In the ongoing debate about the security of Android-based mobile devices, another argument has been put forward: do they need antivirus protection? Or do they already protected?
Fake apps can cause serious issues.
Given our history with computer viruses, it’s not surprising that many of us believe it’s a good idea to install antivirus applications on our smartphones. There is no shortage of these kinds of apps. Although these applications can be convenient, there are occasionally unpleasant surprises that come with them; for example, apps posing as Android virus scanners or security programs have been stealing bank data from users. However, these apps are rare, and they get quickly removed from the Google Play Store.

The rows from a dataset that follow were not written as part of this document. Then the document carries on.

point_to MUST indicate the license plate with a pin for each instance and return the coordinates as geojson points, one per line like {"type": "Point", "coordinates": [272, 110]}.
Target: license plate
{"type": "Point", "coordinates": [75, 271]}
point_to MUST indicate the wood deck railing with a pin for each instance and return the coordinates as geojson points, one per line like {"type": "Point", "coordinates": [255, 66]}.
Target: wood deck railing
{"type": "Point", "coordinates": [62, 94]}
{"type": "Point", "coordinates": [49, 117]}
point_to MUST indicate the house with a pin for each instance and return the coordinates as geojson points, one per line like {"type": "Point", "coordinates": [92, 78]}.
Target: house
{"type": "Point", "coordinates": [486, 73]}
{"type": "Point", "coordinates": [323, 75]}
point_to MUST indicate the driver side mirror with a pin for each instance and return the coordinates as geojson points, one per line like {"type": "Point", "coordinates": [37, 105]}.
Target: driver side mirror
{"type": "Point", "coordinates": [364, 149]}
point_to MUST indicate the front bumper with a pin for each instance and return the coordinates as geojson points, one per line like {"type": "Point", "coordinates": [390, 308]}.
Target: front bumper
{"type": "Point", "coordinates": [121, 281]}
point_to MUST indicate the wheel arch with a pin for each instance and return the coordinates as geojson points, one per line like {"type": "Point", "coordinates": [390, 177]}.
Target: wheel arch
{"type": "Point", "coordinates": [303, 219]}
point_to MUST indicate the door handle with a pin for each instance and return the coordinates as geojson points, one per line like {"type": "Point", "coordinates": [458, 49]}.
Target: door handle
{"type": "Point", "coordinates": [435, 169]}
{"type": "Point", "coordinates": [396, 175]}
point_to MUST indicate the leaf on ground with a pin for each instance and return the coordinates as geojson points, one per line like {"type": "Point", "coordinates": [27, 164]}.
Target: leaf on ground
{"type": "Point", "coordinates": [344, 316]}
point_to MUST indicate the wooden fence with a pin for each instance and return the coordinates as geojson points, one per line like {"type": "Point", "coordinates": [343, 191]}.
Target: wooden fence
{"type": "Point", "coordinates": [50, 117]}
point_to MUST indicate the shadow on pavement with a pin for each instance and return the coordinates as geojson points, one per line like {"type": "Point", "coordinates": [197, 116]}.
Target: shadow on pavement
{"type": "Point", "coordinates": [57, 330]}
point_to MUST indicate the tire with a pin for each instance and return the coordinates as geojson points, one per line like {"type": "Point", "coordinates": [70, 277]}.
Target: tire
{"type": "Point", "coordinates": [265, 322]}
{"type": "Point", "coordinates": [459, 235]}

These fake apps exploit the familiar – and mistaken – belief that Android is teeming with security vulnerabilities and that malicious programs are waiting to download them everywhere. However, Android is a very secure platform, and there are no widespread security vulnerabilities that would allow malicious programs to download and run on Android devices. But, of course, this does not mean that other malicious programs cannot wreak havoc on it, so it is essential to have a basic understanding of these concepts.
User permission level is essential.
A virus is a piece of code that automatically installs and replicates itself, then spreads to another device without the user’s knowledge. However, this kind of virus infection on an up-to-date Android device is highly unlikely. The reason for this is the user permissions model. Every file and folder on the phone knows which users or groups can modify it. Therefore, if a user or group does not have the appropriate permissions, they can not make any changes.
Some users and groups may have higher levels of permission. An example of this is how Samsung has a slightly different take on the Privacy app on their Galaxy devices. Also, if someone enjoys tinkering and rooting their phone, they can give themselves superuser permissions and change anything they want.
Say no to 3rd party sources.
Of course, there are more than just viruses; other malicious programs can, for example, steal data from our phones and send it to a remote server. This information may be harmless in and of itself, revealing what apps we have installed, but it can also be quite dangerous if someone were to gain access to our passwords or banking information. So, yes, these are truly dangerous applications that, in most cases, are waiting to be downloaded from a third-party app store.
Always use the official App Store.
Google only allows apps into its store after rigorous checks; of course, this doesn’t mean that sometimes bad-intentioned apps don’t slip through the cracks, but this is quite rare, and it quickly comes to light and gets picked up by the tech press.
Google Play Protect is another layer of defense from Google that combines machine learning with app usage checks. According to Google, this solution runs security checks on apps from the Google Play Store before they are downloaded.
Google Play Protect
The service also searches for potentially harmful applications from other sources and warns you about them. In addition, you can disable or remove malicious apps from the device. Finally, the app will send a privacy notification to users who have access to personal data through permission settings. In some cases, Android users can reset app permissions to help protect their privacy.
Scan your apps regularly
Open the Google Play Store app. Tap the Profile icon in the top right corner, then select Settings. Under the About section, you can check if your device has a Play Protect certification.
Android and Windows are very similar in this respect. Both Microsoft and Google have recognized how important it is to provide tools to keep users safe online.
So yes, as long as you stay away from questionable sources and stick with the official app store addition to keep your device up to date, you shouldn’t have a problem.